About a decade ago, I wrote an article on interaction terms. In it, I tried to clear up some common misperceptions about how interaction terms can and should be used in regression (logit, probit, etc.) equations. A fair number of people seem to have heeded most of the advice in the article, but in retrospect I realize that I should have put a much greater emphasis on one very important topic: incomplete or overlapping sets of variables in interaction terms.

Political scientists (and, as far as I can tell, uniquely political scientists) have created and sustained the illusion that we can pick and choose which variables to interact in our statistical models without concern for omitted variable bias. Do you want to understand the impact of being a left-handed Latino Republican on how much the respondent likes the President? Multiply left-handed by Latino by Republican and include that in your regression. Don’t worry about including a variable for left-handed Republican, or left-handed Latino, or even left-handed, because they’re not part of your theory. By the same logic (the thinking goes), if you have a theory about left-handed Latinos and left-handed Republicans, go ahead and put those two interactions in there without including left-handed Latino Republicans, because they’re not a part of your theory.

Boo, political scientists. Booooooooo.

The short version is this: When creating interaction terms, always include every possible lower- and higher-order term in your model. If you’re interacting x₁, x₂, and x₃, include x₁x₂, x₁x₃, x₂x₃, x₁, x₂, and x₃ in the equation. If you’re interacting x₁ and x₂ and, in the same equation, interacting x₁ and x₃, do the same thing—include everything all the way up to x₁x₂x₃.

Why?

Think of a coefficient as reflecting some difference between the category you’re interested in and an excluded category. In the example above, the coefficient on left-handed x Latino x Republican reflects the difference between left-handed Latino Republicans and other people.

The key point is… who are these other people?

Obviously, the excluded category includes right-handed Black Democrats. Not so obviously, it includes left-handed people who either aren’t Latinos or aren’t Republicans or both. It includes Republicans who either aren’t left-handed or aren’t Latinos or both. It includes Latinos who either aren’t left-handed or aren’t Republicans or both.
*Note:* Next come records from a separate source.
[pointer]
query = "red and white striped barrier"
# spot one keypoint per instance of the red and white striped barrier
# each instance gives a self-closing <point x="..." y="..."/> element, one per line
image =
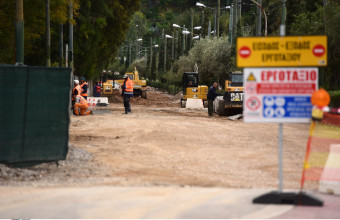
<point x="92" y="101"/>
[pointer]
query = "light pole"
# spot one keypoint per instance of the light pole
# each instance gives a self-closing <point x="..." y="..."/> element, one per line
<point x="264" y="13"/>
<point x="213" y="9"/>
<point x="184" y="32"/>
<point x="165" y="47"/>
<point x="283" y="19"/>
<point x="19" y="32"/>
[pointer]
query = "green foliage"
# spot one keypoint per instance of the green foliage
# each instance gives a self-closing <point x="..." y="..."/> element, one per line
<point x="35" y="29"/>
<point x="212" y="57"/>
<point x="323" y="21"/>
<point x="100" y="30"/>
<point x="335" y="98"/>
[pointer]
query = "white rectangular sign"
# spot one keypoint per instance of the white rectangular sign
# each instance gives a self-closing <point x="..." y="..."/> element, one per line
<point x="279" y="94"/>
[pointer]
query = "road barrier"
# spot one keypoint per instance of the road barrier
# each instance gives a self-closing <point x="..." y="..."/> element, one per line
<point x="322" y="161"/>
<point x="194" y="104"/>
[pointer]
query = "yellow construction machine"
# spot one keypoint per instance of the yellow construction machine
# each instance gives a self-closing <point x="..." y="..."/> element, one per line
<point x="108" y="84"/>
<point x="139" y="87"/>
<point x="192" y="89"/>
<point x="232" y="102"/>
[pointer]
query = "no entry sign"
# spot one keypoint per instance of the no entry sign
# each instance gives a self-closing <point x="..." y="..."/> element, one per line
<point x="294" y="51"/>
<point x="279" y="94"/>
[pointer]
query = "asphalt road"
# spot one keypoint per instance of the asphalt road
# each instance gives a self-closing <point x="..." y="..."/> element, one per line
<point x="152" y="202"/>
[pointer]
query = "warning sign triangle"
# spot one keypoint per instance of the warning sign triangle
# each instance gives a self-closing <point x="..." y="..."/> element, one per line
<point x="251" y="78"/>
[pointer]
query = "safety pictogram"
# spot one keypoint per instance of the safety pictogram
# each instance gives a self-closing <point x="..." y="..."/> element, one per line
<point x="251" y="78"/>
<point x="253" y="103"/>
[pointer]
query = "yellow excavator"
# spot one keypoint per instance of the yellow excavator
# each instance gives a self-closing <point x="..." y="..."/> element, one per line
<point x="139" y="87"/>
<point x="192" y="89"/>
<point x="232" y="102"/>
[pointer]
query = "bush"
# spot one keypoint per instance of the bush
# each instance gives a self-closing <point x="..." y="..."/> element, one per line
<point x="171" y="89"/>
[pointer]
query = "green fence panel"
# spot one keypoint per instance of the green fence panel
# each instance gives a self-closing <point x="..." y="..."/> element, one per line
<point x="34" y="113"/>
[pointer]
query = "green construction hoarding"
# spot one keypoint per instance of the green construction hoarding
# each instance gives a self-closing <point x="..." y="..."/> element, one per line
<point x="34" y="113"/>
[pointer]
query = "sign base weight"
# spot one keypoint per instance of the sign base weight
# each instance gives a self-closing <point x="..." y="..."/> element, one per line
<point x="288" y="198"/>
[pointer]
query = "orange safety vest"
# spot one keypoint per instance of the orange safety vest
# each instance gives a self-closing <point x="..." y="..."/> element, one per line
<point x="77" y="87"/>
<point x="83" y="94"/>
<point x="82" y="100"/>
<point x="129" y="86"/>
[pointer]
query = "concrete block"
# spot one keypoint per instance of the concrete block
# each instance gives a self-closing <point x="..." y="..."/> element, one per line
<point x="194" y="104"/>
<point x="330" y="178"/>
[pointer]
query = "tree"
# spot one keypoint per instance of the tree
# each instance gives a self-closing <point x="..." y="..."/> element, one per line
<point x="100" y="30"/>
<point x="212" y="57"/>
<point x="35" y="28"/>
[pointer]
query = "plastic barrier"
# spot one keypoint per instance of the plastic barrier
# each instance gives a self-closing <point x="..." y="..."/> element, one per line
<point x="194" y="104"/>
<point x="322" y="162"/>
<point x="92" y="101"/>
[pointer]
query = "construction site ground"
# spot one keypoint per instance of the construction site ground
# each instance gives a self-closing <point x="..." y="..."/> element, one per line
<point x="159" y="150"/>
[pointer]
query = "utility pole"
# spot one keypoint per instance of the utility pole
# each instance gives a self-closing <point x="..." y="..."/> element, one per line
<point x="184" y="40"/>
<point x="19" y="31"/>
<point x="173" y="47"/>
<point x="129" y="53"/>
<point x="258" y="20"/>
<point x="176" y="51"/>
<point x="48" y="34"/>
<point x="61" y="44"/>
<point x="209" y="29"/>
<point x="165" y="46"/>
<point x="70" y="57"/>
<point x="234" y="27"/>
<point x="192" y="27"/>
<point x="151" y="54"/>
<point x="215" y="22"/>
<point x="231" y="24"/>
<point x="218" y="16"/>
<point x="283" y="19"/>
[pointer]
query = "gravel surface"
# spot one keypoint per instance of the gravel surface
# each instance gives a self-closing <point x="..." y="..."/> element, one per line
<point x="161" y="144"/>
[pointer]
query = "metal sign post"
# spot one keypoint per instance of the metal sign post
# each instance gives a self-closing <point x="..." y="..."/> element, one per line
<point x="278" y="83"/>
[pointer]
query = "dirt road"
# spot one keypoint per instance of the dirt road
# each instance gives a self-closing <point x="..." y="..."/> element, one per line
<point x="161" y="144"/>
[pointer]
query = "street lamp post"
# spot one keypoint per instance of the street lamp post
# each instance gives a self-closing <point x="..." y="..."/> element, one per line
<point x="165" y="47"/>
<point x="265" y="16"/>
<point x="214" y="11"/>
<point x="184" y="32"/>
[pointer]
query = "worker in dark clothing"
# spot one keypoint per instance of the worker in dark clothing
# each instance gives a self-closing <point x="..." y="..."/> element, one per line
<point x="76" y="91"/>
<point x="211" y="97"/>
<point x="127" y="93"/>
<point x="83" y="86"/>
<point x="96" y="90"/>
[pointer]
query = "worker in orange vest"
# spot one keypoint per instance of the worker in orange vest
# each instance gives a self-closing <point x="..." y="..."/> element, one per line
<point x="127" y="93"/>
<point x="83" y="86"/>
<point x="81" y="106"/>
<point x="76" y="91"/>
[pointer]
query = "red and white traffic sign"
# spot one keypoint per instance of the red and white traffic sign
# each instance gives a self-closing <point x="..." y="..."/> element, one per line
<point x="279" y="94"/>
<point x="244" y="52"/>
<point x="319" y="50"/>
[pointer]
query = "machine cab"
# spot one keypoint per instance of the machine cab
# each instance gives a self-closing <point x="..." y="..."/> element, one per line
<point x="189" y="80"/>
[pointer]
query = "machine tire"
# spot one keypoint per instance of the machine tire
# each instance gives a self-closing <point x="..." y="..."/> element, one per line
<point x="183" y="103"/>
<point x="221" y="111"/>
<point x="205" y="103"/>
<point x="144" y="96"/>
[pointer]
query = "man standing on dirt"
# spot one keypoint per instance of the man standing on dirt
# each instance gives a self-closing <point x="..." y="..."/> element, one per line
<point x="83" y="87"/>
<point x="211" y="97"/>
<point x="127" y="93"/>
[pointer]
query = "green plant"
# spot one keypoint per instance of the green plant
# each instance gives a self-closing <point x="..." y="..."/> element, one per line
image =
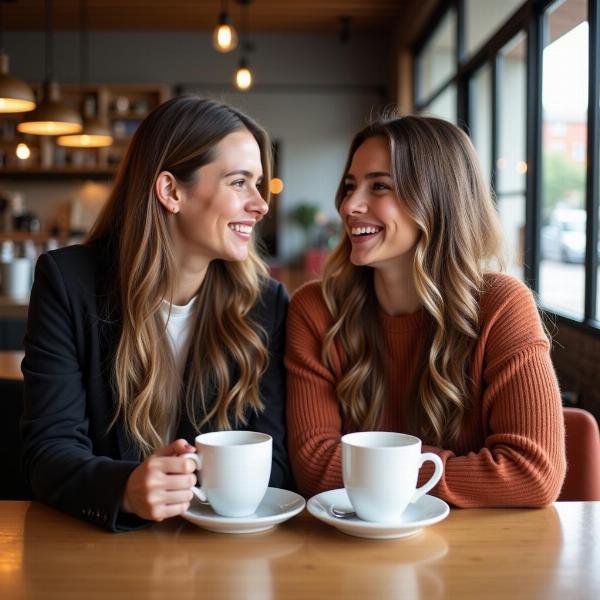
<point x="304" y="216"/>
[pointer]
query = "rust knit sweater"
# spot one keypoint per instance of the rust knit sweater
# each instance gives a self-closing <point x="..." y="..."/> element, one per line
<point x="511" y="451"/>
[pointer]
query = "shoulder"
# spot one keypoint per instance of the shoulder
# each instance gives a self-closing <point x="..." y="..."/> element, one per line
<point x="509" y="314"/>
<point x="308" y="305"/>
<point x="79" y="259"/>
<point x="502" y="288"/>
<point x="271" y="308"/>
<point x="82" y="271"/>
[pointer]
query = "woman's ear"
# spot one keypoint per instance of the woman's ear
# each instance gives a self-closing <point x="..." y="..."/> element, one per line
<point x="167" y="192"/>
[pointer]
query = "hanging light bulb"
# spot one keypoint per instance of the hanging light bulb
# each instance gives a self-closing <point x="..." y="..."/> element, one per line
<point x="51" y="117"/>
<point x="95" y="132"/>
<point x="23" y="152"/>
<point x="15" y="95"/>
<point x="224" y="34"/>
<point x="244" y="79"/>
<point x="243" y="76"/>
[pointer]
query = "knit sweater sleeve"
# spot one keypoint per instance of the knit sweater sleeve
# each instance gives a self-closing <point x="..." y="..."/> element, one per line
<point x="313" y="416"/>
<point x="522" y="462"/>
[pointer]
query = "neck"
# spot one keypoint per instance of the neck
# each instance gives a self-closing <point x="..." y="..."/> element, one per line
<point x="188" y="281"/>
<point x="191" y="271"/>
<point x="395" y="289"/>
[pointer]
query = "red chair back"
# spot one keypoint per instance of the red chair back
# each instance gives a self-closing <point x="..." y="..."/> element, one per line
<point x="583" y="456"/>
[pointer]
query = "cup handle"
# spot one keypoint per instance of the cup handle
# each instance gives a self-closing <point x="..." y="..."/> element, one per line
<point x="437" y="474"/>
<point x="196" y="490"/>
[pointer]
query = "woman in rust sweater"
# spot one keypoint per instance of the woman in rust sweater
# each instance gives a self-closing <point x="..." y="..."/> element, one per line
<point x="411" y="330"/>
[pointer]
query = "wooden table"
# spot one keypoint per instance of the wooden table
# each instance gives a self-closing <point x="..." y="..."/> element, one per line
<point x="10" y="365"/>
<point x="512" y="553"/>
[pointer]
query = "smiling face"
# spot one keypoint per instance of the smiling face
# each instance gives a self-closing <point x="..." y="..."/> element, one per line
<point x="219" y="211"/>
<point x="381" y="231"/>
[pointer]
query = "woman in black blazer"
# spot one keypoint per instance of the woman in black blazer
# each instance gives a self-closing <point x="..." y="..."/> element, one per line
<point x="162" y="325"/>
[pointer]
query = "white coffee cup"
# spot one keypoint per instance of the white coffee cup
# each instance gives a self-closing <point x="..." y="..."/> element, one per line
<point x="234" y="468"/>
<point x="15" y="277"/>
<point x="380" y="472"/>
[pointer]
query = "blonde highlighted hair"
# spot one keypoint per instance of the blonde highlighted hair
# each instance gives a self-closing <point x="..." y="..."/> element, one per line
<point x="439" y="182"/>
<point x="180" y="137"/>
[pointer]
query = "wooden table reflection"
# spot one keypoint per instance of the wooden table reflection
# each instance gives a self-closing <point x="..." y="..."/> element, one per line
<point x="516" y="553"/>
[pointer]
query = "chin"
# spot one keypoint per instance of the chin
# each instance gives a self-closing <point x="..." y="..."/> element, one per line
<point x="359" y="261"/>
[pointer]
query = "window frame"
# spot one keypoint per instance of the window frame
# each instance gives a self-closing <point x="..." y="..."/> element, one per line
<point x="529" y="19"/>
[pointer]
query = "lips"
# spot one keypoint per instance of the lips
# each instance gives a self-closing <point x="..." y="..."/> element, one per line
<point x="363" y="232"/>
<point x="242" y="229"/>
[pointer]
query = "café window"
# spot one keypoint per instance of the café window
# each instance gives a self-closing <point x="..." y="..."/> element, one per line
<point x="511" y="161"/>
<point x="520" y="90"/>
<point x="483" y="18"/>
<point x="481" y="121"/>
<point x="564" y="140"/>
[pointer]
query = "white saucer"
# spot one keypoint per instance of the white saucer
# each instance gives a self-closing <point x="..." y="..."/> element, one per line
<point x="425" y="511"/>
<point x="276" y="507"/>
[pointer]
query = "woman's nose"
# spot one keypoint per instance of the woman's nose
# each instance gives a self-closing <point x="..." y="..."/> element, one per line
<point x="257" y="205"/>
<point x="354" y="204"/>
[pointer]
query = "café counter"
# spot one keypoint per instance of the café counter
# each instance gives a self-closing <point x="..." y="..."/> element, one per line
<point x="547" y="553"/>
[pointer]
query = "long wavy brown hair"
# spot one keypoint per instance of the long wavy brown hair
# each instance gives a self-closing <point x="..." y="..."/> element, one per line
<point x="438" y="180"/>
<point x="180" y="137"/>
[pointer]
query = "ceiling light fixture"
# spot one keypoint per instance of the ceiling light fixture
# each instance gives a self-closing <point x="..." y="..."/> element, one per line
<point x="15" y="95"/>
<point x="51" y="117"/>
<point x="95" y="132"/>
<point x="345" y="23"/>
<point x="224" y="34"/>
<point x="244" y="79"/>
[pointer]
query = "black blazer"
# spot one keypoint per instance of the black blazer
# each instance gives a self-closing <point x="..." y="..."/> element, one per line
<point x="71" y="457"/>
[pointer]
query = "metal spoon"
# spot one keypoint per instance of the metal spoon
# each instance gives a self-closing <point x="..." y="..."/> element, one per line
<point x="341" y="513"/>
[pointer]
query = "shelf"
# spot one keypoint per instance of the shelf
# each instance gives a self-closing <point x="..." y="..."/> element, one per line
<point x="38" y="236"/>
<point x="48" y="160"/>
<point x="37" y="174"/>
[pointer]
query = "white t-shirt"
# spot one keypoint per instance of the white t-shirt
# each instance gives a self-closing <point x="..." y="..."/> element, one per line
<point x="179" y="322"/>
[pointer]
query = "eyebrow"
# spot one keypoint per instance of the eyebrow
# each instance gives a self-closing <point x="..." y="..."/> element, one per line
<point x="372" y="175"/>
<point x="241" y="172"/>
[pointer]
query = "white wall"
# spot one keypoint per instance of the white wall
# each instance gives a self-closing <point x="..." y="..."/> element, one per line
<point x="312" y="93"/>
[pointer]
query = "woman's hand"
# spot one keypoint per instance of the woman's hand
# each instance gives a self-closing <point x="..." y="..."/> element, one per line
<point x="161" y="486"/>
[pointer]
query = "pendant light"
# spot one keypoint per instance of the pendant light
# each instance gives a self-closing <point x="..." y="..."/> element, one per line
<point x="244" y="78"/>
<point x="15" y="95"/>
<point x="51" y="117"/>
<point x="224" y="34"/>
<point x="95" y="132"/>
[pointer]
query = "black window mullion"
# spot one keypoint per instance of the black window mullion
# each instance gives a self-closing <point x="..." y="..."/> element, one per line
<point x="591" y="256"/>
<point x="496" y="89"/>
<point x="533" y="208"/>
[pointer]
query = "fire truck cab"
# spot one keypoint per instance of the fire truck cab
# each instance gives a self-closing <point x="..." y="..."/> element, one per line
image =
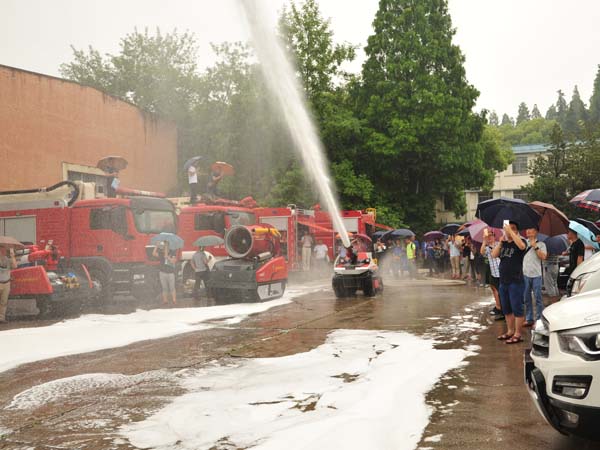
<point x="110" y="236"/>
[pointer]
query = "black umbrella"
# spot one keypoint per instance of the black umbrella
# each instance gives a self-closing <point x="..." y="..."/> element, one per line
<point x="400" y="233"/>
<point x="589" y="225"/>
<point x="587" y="199"/>
<point x="496" y="210"/>
<point x="451" y="228"/>
<point x="192" y="162"/>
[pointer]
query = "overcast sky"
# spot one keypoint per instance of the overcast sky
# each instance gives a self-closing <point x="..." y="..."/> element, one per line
<point x="516" y="50"/>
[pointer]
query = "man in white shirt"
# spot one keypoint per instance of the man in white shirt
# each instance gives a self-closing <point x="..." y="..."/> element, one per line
<point x="193" y="182"/>
<point x="321" y="254"/>
<point x="306" y="242"/>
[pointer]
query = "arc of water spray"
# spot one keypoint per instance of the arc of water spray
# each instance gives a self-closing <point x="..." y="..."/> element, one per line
<point x="284" y="86"/>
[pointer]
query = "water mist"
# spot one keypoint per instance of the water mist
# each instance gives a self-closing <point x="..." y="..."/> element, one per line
<point x="284" y="86"/>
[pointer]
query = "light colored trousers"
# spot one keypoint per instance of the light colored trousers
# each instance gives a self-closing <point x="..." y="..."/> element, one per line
<point x="4" y="290"/>
<point x="455" y="263"/>
<point x="306" y="255"/>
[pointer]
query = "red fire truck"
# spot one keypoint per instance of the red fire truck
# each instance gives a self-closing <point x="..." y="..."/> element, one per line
<point x="292" y="222"/>
<point x="110" y="236"/>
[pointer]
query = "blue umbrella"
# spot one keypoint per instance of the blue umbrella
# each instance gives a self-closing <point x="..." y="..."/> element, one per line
<point x="586" y="236"/>
<point x="451" y="228"/>
<point x="192" y="162"/>
<point x="378" y="235"/>
<point x="399" y="233"/>
<point x="556" y="245"/>
<point x="496" y="210"/>
<point x="174" y="241"/>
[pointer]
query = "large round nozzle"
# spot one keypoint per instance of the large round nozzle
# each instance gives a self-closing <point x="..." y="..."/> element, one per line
<point x="251" y="241"/>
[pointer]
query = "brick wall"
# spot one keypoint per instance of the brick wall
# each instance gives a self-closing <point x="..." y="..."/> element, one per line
<point x="45" y="121"/>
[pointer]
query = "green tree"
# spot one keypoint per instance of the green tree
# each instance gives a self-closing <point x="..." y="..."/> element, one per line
<point x="523" y="114"/>
<point x="551" y="114"/>
<point x="421" y="137"/>
<point x="506" y="121"/>
<point x="594" y="112"/>
<point x="561" y="108"/>
<point x="576" y="115"/>
<point x="549" y="172"/>
<point x="309" y="37"/>
<point x="493" y="119"/>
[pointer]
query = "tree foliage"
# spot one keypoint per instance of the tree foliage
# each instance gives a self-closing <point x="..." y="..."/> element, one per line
<point x="398" y="136"/>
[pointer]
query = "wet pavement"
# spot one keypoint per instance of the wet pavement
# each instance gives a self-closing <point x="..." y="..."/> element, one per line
<point x="483" y="405"/>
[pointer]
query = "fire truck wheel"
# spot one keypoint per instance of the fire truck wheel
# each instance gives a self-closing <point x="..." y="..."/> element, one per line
<point x="368" y="288"/>
<point x="102" y="280"/>
<point x="44" y="306"/>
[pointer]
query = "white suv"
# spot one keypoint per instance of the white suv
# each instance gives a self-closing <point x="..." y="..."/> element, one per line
<point x="586" y="277"/>
<point x="562" y="369"/>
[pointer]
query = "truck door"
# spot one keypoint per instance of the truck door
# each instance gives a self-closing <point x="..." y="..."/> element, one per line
<point x="107" y="233"/>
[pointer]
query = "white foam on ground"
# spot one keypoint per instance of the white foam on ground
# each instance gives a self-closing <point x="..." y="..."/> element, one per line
<point x="78" y="385"/>
<point x="360" y="389"/>
<point x="94" y="332"/>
In short, your excluded category is a mess.

“Fine, fine,” you say, “But obviously, the coefficient on left-handed Latino Republican still estimates the effect of being a left-handed Latino Republican, right?”

No, it doesn’t. Because you haven’t controlled for just being a Republican. Or being a left-handed Republican. And so on. And the absence of those controls can produce misleading inferences.

Let’s imagine that Republicans really dislike the President but Latino identity, handedness, and all combinations of the three are irrelevant. You could very well get a significant coefficient—a false positive—on your variable just because left-handed Latino Republicans are more Republican.

Alternately, let’s imagine that left-handed Latino Republicanness really does change people’s attitudes about the President, but that on their own, Republican-ness pulls in one direction, left-handedness pulls in another, and Latino-ness doesn’t matter. You could very well end up with a null result—a false negative—just because your excluded category is so heterogeneous.

So, no. Your excluded category is such a friggin’ nightmare that your coefficient and significance level tell you precisely nothing about the quantity that you’re trying to estimate.

Let that sink in for a moment. Precisely nothing.

So next time you’re reading a journal or watching a presentation at a conference, keep an eye peeled for omitted terms in interactions. You’ll be surprised at how many of the results out there really don’t tell you anything at all.